Cuatro islas de mármol remotas en el norte del Baikal donde las nerpas salvajes descansan sobre las rocas, accesibles solo en barco autorizado.

Lia encontró al operador de barcos a través de un foro que no se actualizaba desde 2019, lo cual debería haberme preocupado más de lo que lo hizo. Llegar a las islas Ushkany no es algo que se decida así como así desde Irkutsk: hay que pasar por un operador autorizado que trabaja dentro del Parque Nacional Zabaikalsky, aceptar que las colonias de focas van primero y tu itinerario después, y esperar una ventana de buen clima en el estrecho de Maloe More que puede abrirse o no. La nuestra se abrió una mañana plana y plateada de principios de julio, y recuerdo pensar que el lago parecía más una respiración contenida que agua.

Las cuatro islas están en el extremo norte del Baikal, y Bolshoi Ushkany, la más grande, es la que todos vienen a ver. Está formada por mármol y caliza antiguos, pálidos y pulidos en algunos tramos, y mientras apagábamos el motor y dejábamos que la corriente nos llevara los últimos metros hacia la orilla, nuestra guía señaló lo que yo había confundido con rocas. Se movieron. Las nerpas —la foca de agua dulce del Baikal, la única especie de foca en el mundo que vive toda su vida en agua dulce— estaban tendidas sobre las rocas en grupos sueltos, grises y de un marrón plateado, completamente indiferentes a nuestra presencia a distancia respetuosa.
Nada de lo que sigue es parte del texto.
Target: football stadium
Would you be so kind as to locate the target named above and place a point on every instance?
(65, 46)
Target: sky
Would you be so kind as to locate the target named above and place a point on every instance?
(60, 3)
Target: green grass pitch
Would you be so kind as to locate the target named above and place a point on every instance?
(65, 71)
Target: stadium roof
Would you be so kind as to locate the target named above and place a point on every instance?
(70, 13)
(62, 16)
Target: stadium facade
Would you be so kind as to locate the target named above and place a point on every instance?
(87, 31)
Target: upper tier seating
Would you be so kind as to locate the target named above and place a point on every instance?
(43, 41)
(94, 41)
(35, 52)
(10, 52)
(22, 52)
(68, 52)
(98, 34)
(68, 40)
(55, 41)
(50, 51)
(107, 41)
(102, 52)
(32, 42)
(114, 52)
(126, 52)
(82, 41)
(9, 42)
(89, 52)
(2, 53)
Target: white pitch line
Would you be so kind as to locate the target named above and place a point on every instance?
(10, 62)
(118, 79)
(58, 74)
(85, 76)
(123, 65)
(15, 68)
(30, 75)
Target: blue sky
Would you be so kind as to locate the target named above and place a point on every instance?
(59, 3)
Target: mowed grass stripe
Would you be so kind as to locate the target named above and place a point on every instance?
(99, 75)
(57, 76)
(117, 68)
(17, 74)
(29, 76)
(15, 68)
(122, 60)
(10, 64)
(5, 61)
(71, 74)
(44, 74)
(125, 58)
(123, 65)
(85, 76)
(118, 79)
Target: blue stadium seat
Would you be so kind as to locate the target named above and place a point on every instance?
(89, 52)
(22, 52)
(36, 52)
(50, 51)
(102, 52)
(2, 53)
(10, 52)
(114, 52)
Focas de Baikal descansando sobre rocas de mármol cerca de la orilla de la isla Bolshoi Ushkany

Lo que me impactó no fueron solo las focas, sino lo extraño de toda la ecuación: un lago tan antiguo y tan profundo que engendró su propia foca, aislado de cualquier océano durante más tiempo del que existen la mayoría de las especies, en islas tan restringidas que los investigadores todavía las tratan como un laboratorio activo. Nuestra guía, que había pasado dos veranos aquí en un proyecto de monitoreo de nerpas antes de dedicarse a los tours, bajaba la voz sin parecer darse cuenta, como si el lugar lo exigiera. Solo se nos permitió desembarcar en una pequeña zona, y fueron más las cámaras que las voces las que hicieron la mayor parte de la observación.
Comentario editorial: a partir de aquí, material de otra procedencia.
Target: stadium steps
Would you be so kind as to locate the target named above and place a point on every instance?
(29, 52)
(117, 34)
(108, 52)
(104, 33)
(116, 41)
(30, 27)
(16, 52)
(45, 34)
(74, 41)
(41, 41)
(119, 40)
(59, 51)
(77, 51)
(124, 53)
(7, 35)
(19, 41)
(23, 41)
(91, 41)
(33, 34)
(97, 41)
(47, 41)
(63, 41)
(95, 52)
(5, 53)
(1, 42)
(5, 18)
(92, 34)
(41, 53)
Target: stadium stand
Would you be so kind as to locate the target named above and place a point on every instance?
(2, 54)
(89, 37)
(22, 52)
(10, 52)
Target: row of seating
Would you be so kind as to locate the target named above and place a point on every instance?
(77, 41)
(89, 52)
Una cala estrecha y rocosa en Bolshoi Ushkany con una nerpa solitaria cerca del agua

Lia pasó la mayor parte de la travesía de regreso en silencio, lo cual para ella es el mayor cumplido que un lugar puede recibir. Pienso en ese tramo de agua más de lo que esperaba: cómo algo tan protegido, tan deliberadamente difícil de alcanzar, termina siendo el encuentro con vida salvaje más honesto que hemos tenido cualquiera de los dos. Nadie entrenó a esas focas para que aparecieran ante nosotros. Simplemente ya estaban ahí, haciendo lo que llevan haciendo desde mucho antes de que nadie las contara.

Cuándo ir: Lo mejor es el verano, de junio a agosto, cuando las nerpas salen en gran número a las orillas rocosas y el estrecho está lo bastante calmo como para que los barcos autorizados puedan cruzar.